The artists presented here take conscious advantage of the above mentioned opportunities when they choose places which reveal the character of the human strivings to interfere with nature. They depict situations where the manifestations of our relationship to nature – be it attraction, respect, or neglect – and the fallible experiments in “inhabiting”, ordering, and shaping it result in a unique mix of transience and permanence, of integration and disharmony. The playful duality of the Hungarian and English title of the exhibition (úgy marad translates into “it will stay that way”) alludes to the fact that things often “stay that way”, though nobody intended them to be permanent, or at least they shouldn’t have been; or, quite to the contrary, they retrievably waste away, run wild, lose their meaning, regardless of how we expected them to be durable and long-lasting.
The featured works could mostly be categorized into the landscape genre, which was originally meant to represent the idyllic, the retreat from society, the forces which move the world, the beauty which comes from god.

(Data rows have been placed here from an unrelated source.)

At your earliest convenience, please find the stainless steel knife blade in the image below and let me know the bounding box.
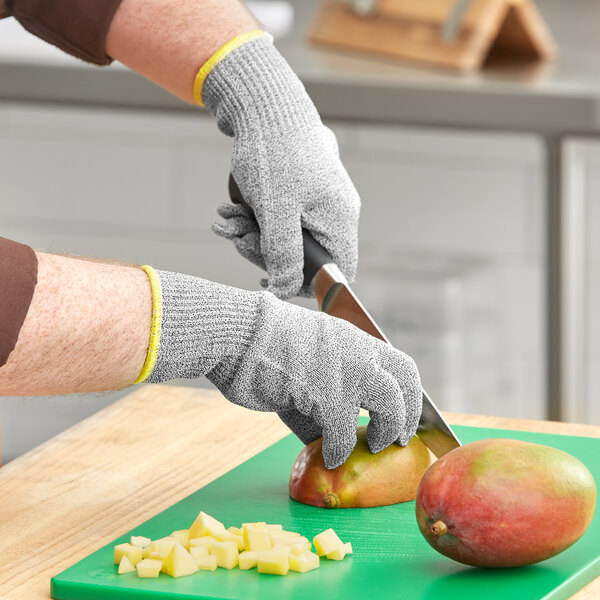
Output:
[311,263,461,458]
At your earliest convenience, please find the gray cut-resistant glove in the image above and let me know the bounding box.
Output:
[147,271,422,469]
[203,35,360,298]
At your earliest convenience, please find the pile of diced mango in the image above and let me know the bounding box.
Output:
[114,512,352,577]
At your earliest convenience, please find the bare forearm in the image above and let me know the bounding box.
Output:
[0,253,152,396]
[106,0,257,102]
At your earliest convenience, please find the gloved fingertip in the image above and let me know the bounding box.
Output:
[395,433,412,446]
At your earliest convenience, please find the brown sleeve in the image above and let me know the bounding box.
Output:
[0,0,122,65]
[0,237,37,367]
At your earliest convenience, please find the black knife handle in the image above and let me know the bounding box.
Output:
[229,174,333,286]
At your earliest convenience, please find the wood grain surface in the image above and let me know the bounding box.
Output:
[0,385,600,600]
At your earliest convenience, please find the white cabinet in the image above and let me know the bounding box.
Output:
[582,142,600,424]
[0,104,548,456]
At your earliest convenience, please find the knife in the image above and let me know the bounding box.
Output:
[229,175,461,458]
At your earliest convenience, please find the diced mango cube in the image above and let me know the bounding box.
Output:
[242,523,272,552]
[118,554,135,575]
[169,529,190,548]
[213,542,239,569]
[196,554,217,571]
[189,546,210,562]
[313,528,344,556]
[258,550,290,575]
[165,542,198,577]
[239,550,258,570]
[213,529,244,550]
[288,552,319,573]
[189,511,225,540]
[114,543,142,567]
[153,537,178,573]
[189,535,216,552]
[136,558,163,577]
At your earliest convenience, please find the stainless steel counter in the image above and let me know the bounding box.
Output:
[0,0,600,419]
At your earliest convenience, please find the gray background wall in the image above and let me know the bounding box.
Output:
[0,104,580,460]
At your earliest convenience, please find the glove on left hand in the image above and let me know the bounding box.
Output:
[203,35,360,298]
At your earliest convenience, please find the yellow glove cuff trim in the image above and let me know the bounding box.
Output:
[194,29,264,107]
[133,265,162,384]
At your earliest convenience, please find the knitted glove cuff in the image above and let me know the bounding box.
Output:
[203,34,321,136]
[146,271,264,383]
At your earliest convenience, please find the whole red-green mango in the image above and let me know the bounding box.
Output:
[290,426,432,508]
[416,439,596,567]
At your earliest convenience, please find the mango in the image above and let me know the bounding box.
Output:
[238,550,258,571]
[161,542,198,577]
[416,439,596,567]
[289,426,434,508]
[117,554,139,575]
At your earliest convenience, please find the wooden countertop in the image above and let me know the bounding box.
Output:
[0,386,600,600]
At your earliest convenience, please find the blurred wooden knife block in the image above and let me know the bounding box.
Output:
[309,0,557,71]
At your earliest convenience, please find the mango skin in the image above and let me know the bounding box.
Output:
[416,439,596,568]
[290,426,435,508]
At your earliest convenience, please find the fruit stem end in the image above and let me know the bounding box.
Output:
[323,492,340,508]
[431,521,448,535]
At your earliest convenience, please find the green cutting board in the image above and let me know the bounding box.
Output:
[51,425,600,600]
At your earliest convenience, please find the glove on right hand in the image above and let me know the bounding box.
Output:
[149,271,422,469]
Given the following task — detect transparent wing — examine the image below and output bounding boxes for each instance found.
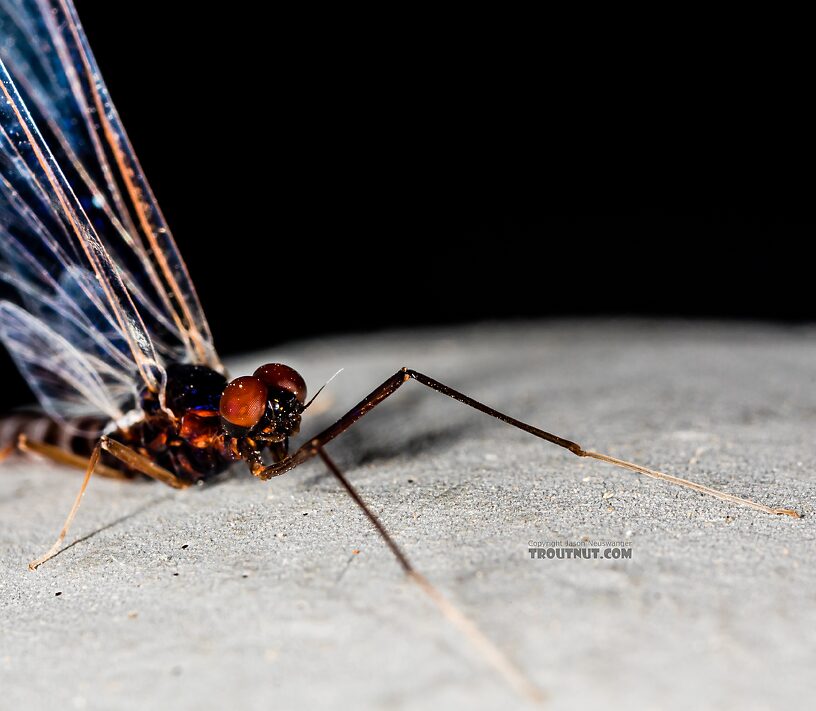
[0,0,223,370]
[0,301,128,421]
[0,55,164,418]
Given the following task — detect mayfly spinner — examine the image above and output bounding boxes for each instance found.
[0,0,798,695]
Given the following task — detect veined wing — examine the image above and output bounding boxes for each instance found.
[0,0,223,370]
[0,54,171,418]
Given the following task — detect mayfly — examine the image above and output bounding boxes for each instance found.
[0,0,798,695]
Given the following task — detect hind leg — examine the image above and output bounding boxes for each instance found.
[28,436,190,570]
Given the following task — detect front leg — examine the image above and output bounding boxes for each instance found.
[251,368,799,518]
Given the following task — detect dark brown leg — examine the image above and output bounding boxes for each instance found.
[28,436,189,570]
[252,368,799,518]
[317,447,543,703]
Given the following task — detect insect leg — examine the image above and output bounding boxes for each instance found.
[252,368,799,518]
[15,435,127,479]
[28,436,189,570]
[317,447,543,703]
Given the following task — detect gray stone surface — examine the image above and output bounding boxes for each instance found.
[0,321,816,711]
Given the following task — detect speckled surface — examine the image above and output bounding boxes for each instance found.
[0,322,816,710]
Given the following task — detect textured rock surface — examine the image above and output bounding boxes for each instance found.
[0,322,816,710]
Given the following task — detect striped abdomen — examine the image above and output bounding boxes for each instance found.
[0,412,108,457]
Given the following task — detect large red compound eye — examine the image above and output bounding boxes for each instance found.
[255,363,306,404]
[219,375,266,429]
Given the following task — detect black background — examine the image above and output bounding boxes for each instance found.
[3,0,816,412]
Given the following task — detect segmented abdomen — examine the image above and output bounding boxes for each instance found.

It is partly because of the boundless encroachment on the part of modern man that the majority of landscape images created by contemporary artists are brought into being and evaluated as a means of critique. Most of the scenes shown in the exhibited photos, such as the airport, the relay antenna, or the railway station, can also be tied to this mobility. The texts written for the pieces by the artists, the perseverant gathering work, the identical method of composition, and the consistent years-long dedication to the task make us realize that all this is personal – it is the manifestation of the artist’s worldview. Thus, in addition to the sensitive, critical, occasionally humorous, reflection on the part of the artists, one more thing is made clear: their photos are not true mirror images of reality, but consciously composed constructions, which leave at least as much room for pondering the photo itself as they do for ruminating about its representation of reality.
Lenke Szilágyi’s stop sign found in the middle of nowhere once indicated a place called Látókép (Viewingpicture) It is as if the word written on the rusted, now-functionless sign was urging us to – perhaps with the help of photography – take a closer, more conscious look at our surroundings. In the case of Gábor Arion Kudász’ mobile relay antenna disguised as a pine tree, we are shown examples of supposedly clever solutions for adaptive integration, when mobile communication companies who are otherwise known for altering our environment with strident uninhibitedness adopt the means of mimicry in such a surprising fashion – andwith such dubious results.
The Ikland farm of Zsolt Fekete’s family vanishes to leave those connected to it standing as witnesses in the abandoned lot where the house once was. In contrast, the weekend houses captured by Miklós Surányi are shelters for those migrating to nature. They are examples of incessant DIY home improvements or of forgottenness and slow decay, which, instead of the promise of nomadic freedom bare witness to choosing a static, soil-bound stability. Gabriella Csoszó’s photo installation demonstrates what happens when a great natural element, the Danube, meets a metropolis – a mismatched urban planning solution, which albeit regulates and uses the river, makes a harmonic coexistence impossible. While here we see an abandoned site which is seemingly permanent in its temporariness and which can be called neither natural, nor constructed, Zsolt Fekete’s triptych displayed on the opposite wall depicts a place – an airport – which could be called an architectural object but, in some strange instances, promises the illusionary spectacle of virgin nature.